Delhi Bazaar Satta King

The sad and slow death of the FA Data HK Cup

In the same week that we saw for the first time an all-English top flight match kick off with no English players or coaches involved (Portsmouth v Arsenal), the jewel in the crown of the mother of football’s competitions performed its most traditionally exciting day with a whimper.

The Fratton Park clash surely dispels for good any arguments that England has a problem with youth development, while the decline of the FA Cup, alive and kicking since 1872, is equally depressing. The Cup’s 3rd Round, which traditionally takes place soon after New Year, is the stage where the big boys enter, which can make for mouth-watering David v Goliath clashes.
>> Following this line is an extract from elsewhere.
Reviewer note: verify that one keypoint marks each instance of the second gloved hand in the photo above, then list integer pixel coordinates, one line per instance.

There were no shocks this year, another sign of the financial Data HKchasm between the Premier League and the rest, but the sight of half-empty stadia was glaring enough for the presenters of the competition’s biggest Delhi Bazaar Satta King cheerleaders, ITV, to debate it on air just as they launched their station’s coverage with expensive graphics and a slew of advertising. Only 12,474 paid to watch megabucks Man City’s visit to Middlesbrough, while a thousand less attended Premier League Portsmouth’s tie with Coventry City. Premier League Wigan’s clash with Premier League Hull drew barely 5,000 paying spectators. This cup is half-empty.

When I was growing up in the 1970s and ’80s the FA Cup was as prestigious a trophy as the League Championship, a uniquely English prize which set it apart from the rest of UEFA’s member nations’ cup competitions.

Cup Final Day was the most exciting day of the football season, a Superbowl for England accompanied by ubiquitous fascination and a prize as glittering, if not more so, than winning the league itself in the eyes of fans. The minnows who raised the Cup or slew the giants, from Yeovil to Sutton United, Coventry and Wimbledon, passed into legend. Like all boys I would wake up excited on Cup Final Day and gleefully imbibe the long TV build-up with its reportages from the team hotels, coaches and rosette-bearing fans as they made their way to the shrine of the Twin Towers at Wembley.